Tesla et xAI, les entreprises d’Elon Musk, mettront en ligne d’ici la fin de l’année une capacité de calcul de formation de 10 milliards de dollars, mais cela pourrait indiquer qu’elles sont en retard par rapport à l’échéancier fixé par Musk. xAI a lancé son supercalculateur Memphis incluant 100 000 GPU H100, tandis que Tesla a dévoilé son cluster Cortex, comprenant 50 000 GPU H100 et des puces Dojo. Les coûts cumulés pour ces nouvelles infrastructures sont estimés à bien plus de 10 milliards.
Tesla and xAI, two companies founded by Elon Musk, are projected to bring online a remarkable $10 billion in training computing power by the year’s end, according to Sawyer Merritt, co-founder of TwinBirch and Tesla investor. However, it appears that both organizations may fall slightly behind the aggressive timetable Musk has set.
Recently, Musk and his companies have made significant announcements regarding AI supercomputers, marking these as substantial financial undertakings.
In July, xAI commenced AI training with the Memphis Supercluster, which is set to feature 100,000 liquid-cooled H100 GPUs.
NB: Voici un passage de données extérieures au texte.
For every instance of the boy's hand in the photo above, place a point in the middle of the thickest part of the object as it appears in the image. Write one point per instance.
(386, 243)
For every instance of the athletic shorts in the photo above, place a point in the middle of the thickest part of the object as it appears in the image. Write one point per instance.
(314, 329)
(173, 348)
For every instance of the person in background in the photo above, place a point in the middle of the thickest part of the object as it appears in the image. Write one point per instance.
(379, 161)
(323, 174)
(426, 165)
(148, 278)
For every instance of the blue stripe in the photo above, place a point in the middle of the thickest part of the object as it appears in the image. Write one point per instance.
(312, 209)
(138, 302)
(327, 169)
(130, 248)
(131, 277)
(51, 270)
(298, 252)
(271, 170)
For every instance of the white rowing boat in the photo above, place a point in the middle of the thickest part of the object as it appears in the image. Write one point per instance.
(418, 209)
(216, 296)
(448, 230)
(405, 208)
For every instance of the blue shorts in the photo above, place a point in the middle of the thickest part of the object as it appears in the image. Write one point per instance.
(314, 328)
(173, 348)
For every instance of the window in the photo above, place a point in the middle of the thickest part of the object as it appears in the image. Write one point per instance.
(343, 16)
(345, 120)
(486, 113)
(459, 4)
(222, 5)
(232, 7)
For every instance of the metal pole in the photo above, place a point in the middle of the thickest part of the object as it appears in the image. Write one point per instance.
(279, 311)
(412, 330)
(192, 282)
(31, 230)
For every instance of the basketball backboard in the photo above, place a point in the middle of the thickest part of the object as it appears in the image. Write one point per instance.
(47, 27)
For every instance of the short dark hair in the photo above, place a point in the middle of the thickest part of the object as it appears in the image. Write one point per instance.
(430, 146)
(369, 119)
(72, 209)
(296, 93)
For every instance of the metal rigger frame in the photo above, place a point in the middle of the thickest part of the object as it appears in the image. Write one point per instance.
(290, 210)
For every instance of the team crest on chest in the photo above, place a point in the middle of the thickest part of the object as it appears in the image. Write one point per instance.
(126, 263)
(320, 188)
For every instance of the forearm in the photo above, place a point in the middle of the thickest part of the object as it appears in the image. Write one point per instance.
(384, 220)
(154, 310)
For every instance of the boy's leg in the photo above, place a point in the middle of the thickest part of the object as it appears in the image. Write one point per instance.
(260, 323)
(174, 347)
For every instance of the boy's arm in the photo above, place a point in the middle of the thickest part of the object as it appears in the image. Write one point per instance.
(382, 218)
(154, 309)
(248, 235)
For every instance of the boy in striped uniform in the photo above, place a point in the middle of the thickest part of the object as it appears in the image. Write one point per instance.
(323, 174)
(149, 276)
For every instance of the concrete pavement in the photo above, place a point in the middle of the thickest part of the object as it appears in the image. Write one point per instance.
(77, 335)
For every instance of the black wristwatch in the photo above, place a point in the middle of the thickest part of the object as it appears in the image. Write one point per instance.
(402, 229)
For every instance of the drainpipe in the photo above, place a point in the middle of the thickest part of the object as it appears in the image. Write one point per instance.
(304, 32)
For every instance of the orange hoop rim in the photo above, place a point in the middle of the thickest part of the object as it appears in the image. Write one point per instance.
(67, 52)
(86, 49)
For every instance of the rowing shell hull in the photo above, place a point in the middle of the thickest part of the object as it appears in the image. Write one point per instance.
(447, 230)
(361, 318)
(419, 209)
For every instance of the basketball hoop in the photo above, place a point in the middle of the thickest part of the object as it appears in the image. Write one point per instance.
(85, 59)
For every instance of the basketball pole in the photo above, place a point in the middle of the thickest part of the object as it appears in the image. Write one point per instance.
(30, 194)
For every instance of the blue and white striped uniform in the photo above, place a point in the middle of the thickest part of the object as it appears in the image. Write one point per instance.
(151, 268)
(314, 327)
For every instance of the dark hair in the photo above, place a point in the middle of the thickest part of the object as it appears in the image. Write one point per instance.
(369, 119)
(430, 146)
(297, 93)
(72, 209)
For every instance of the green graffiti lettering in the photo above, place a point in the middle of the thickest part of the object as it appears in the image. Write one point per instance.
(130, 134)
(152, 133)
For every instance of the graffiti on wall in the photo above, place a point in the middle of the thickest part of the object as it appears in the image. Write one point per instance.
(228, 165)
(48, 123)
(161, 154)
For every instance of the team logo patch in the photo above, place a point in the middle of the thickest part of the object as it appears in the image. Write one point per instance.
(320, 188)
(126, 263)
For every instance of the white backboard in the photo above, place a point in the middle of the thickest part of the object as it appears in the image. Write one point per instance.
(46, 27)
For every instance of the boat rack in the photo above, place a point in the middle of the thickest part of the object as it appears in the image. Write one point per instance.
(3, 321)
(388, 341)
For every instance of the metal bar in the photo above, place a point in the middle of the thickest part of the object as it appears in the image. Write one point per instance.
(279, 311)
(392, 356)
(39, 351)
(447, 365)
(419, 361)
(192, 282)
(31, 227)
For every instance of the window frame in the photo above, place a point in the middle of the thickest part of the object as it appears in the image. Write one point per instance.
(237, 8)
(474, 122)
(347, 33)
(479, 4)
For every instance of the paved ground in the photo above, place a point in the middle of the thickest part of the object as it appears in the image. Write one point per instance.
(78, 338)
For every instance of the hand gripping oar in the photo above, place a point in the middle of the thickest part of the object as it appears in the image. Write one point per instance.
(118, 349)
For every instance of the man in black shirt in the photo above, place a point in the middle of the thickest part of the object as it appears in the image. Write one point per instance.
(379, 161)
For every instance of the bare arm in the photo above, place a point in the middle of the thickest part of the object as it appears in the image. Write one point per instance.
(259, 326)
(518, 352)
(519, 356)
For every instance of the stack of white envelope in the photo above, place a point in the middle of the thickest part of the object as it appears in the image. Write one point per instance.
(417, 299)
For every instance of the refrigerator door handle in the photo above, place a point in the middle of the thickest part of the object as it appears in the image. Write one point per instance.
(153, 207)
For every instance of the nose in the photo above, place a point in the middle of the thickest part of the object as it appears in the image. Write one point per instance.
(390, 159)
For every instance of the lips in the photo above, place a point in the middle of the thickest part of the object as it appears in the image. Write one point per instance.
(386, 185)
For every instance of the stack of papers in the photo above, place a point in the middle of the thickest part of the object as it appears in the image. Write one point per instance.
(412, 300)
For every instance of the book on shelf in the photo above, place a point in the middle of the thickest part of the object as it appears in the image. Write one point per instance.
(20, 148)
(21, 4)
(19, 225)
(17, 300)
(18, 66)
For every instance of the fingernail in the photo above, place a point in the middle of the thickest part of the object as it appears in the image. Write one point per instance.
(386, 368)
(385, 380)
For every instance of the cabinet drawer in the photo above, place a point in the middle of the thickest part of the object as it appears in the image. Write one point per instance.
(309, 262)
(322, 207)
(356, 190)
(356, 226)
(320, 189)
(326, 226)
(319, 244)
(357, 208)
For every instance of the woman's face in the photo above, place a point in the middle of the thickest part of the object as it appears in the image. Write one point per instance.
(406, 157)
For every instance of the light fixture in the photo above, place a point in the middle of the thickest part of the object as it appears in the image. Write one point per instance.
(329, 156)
The demand for energy from this system is staggering, requiring at least 150 MW, with the 100,000 H100 GPUs consuming approximately 70 MW alone. While the complete cost of the system remains unclear, the GPUs alone would amount to about $2 billion if purchased at $20,000 each, typically constituting half of the total system expense.
In late August, Tesla revealed its Cortex AI cluster, boasting an impressive configuration of 50,000 Nvidia H100 GPUs alongside 20,000 custom Dojo AI chips. This Dojo cluster is crucial for advancing Tesla’s full self-driving (FSD) capabilities, making it a key asset for the company.
When considering the costs, the H100-based machine is estimated to be around $2 billion, while the Dojo supercomputer is thought to require at least $1 billion. This latter figure could be an underestimate since Dojo machines are tailored specifically for Tesla’s needs. Each Dojo D1 cabinet, for instance, consumes over 200 kW, necessitating a bespoke cooling distribution unit and power supply, thus elevating costs significantly.
By early September, xAI also commenced operations with its Colossus supercomputer, which integrates 100,000 H100 GPUs and is anticipated to add an additional 50,000 H100 and 50,000 H200 GPUs in the months ahead. This massive AI supercomputer will also incur billions in costs.
Between them, xAI and Tesla are likely to have announced expenditures exceeding $10 billion on AI hardware this year. However, the installation and activation of these AI servers will take time, making it difficult to calculate the total expenditure on operational AI hardware by both firms in 2024.
The irony of this substantial spending is that it seems to lag behind the ambitious goals set by Elon Musk in April, where he stated that Tesla alone intended to invest $10 billion in AI hardware this year.
In a post on X, Musk stated, ‘Tesla will spend around $10 billion this year on combined training and inference AI, primarily for vehicles. Any company not investing at this level and doing so efficiently will struggle to compete.’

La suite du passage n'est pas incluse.